To show both the source and match values for the thoroughfare__v and locality__v fields:
"job.match.additionalColumns": "Match:addresses__v.thoroughfare__v,Match:addresses__v.locality__v, Source:addresses__v.thoroughfare__v,Source:addresses__v.locality__v"
Any field from an HCP, HCO, or sub-object can be included in the match log but only attributes from records in the instance are shown. Additional columns might display for fields used in the match rules for other countries (ZZ) or China (CN). The additional columns will be added to the match logs for all entities (HCO and HCP).
For unmatched records, the columns will be empty.
Add fields by entity type
Additional columns of fields can also be added for each entity type (HCO and HCP).
Each column name should be in the following format:
HCO{Match or Source: fieldName or fieldName.childFieldName}
or
HCP{Match or Source: fieldName or fieldName.childFieldName}
A comma-separated list of additional columns can be defined for each entity type.
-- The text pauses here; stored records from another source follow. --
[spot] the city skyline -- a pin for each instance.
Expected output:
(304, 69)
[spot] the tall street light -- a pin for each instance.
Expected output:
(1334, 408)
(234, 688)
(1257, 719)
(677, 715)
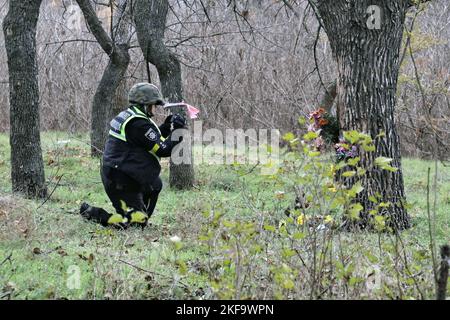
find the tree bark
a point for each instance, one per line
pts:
(27, 166)
(368, 66)
(116, 47)
(150, 20)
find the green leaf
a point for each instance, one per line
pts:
(269, 228)
(353, 162)
(289, 137)
(354, 210)
(357, 188)
(351, 136)
(381, 161)
(348, 174)
(298, 235)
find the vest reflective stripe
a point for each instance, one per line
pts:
(118, 124)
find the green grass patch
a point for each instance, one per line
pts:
(49, 252)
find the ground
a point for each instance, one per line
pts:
(46, 246)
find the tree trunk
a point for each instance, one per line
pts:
(150, 20)
(116, 47)
(368, 64)
(27, 166)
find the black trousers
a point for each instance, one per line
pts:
(120, 187)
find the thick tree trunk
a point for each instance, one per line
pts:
(116, 47)
(368, 66)
(27, 167)
(150, 20)
(104, 101)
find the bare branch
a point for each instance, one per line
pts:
(96, 26)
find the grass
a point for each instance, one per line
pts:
(44, 247)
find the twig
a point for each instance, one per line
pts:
(51, 193)
(431, 229)
(151, 272)
(443, 273)
(8, 258)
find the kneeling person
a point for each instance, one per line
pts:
(131, 168)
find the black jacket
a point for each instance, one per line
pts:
(133, 157)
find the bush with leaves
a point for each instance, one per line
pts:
(302, 252)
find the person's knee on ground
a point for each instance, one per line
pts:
(102, 216)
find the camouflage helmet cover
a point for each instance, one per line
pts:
(145, 93)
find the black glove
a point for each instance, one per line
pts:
(168, 120)
(178, 121)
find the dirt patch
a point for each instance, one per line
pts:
(15, 218)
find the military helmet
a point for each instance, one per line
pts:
(144, 94)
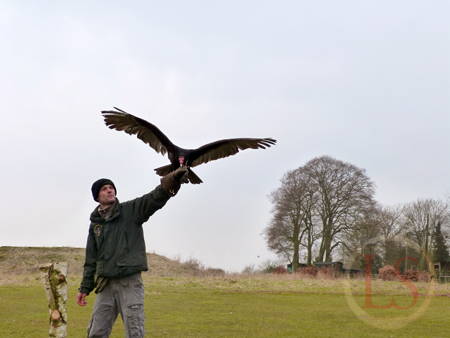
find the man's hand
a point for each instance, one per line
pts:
(171, 182)
(81, 299)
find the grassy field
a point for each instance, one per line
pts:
(236, 306)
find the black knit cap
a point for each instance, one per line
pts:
(99, 184)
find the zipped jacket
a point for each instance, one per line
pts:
(116, 246)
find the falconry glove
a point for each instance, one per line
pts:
(171, 182)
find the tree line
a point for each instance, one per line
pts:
(325, 210)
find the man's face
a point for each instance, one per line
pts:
(107, 195)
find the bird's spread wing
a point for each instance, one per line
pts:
(145, 131)
(224, 148)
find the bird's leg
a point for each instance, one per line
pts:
(185, 178)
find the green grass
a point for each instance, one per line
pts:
(231, 307)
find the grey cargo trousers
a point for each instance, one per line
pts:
(122, 295)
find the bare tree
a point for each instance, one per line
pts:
(291, 223)
(345, 197)
(324, 200)
(422, 217)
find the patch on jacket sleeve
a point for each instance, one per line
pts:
(98, 229)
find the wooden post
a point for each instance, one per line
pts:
(54, 278)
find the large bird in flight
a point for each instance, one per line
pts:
(155, 138)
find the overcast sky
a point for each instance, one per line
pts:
(366, 82)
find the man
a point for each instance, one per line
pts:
(116, 255)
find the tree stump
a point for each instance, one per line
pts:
(54, 278)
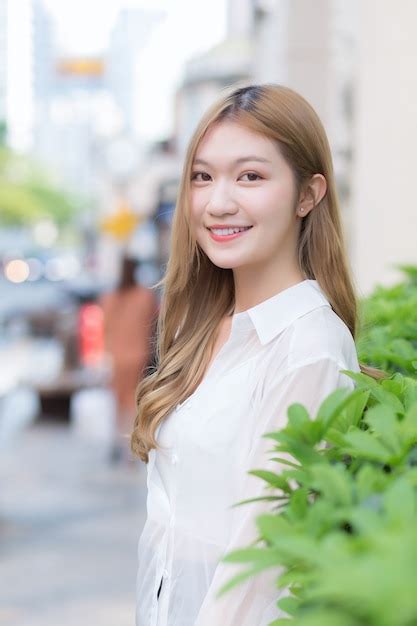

The entity types must be separated by a semi-colon (;).
Example
"job.match.additionalColumns": "HCO{Match:primary_country__v};HCP{Source:addresses__v.vid__v, Match:first_name__v,Match:primary_country__v,Match:addresses__v.address_line_1__v}"
Add Veeva IDs to the match log
The Veeva IDs (VIDs) of matched addresses can also be included in the match log.
Use the following advanced setting and value:
"job.match.additionalColumns":"Match:addresses__v.vid__v"
To add this property to the source subscription, click Advanced Mode and include it in the Edit Module Properties dialog.
Data group information
The match log analysis file includes information about the data groups that contain the matching records and which data group produced the winning match. For any records with ACT or ASK outcomes, the following information is included in the match analysis file:
- (X) – shows the data groups that each record was placed in.
- (-) – shows the data groups that each record was not placed in.
- (M) – shows the data groups that produced the match.
Note: If you have "key matching" turned on in a source subscription, and the incoming file matches solely on keys, the new data group columns do not display in the log. When a record matches on an external key, it doesn't go through the rest of the matching process; no data groups are created and the regular rules are not run.
For more information about data groups and examples of fields with null values, see Create data groups.
Sub-object match logs
Match logs for sub-objects help administrators and data managers track the sub-objects that are matched and merged during a source subscription job.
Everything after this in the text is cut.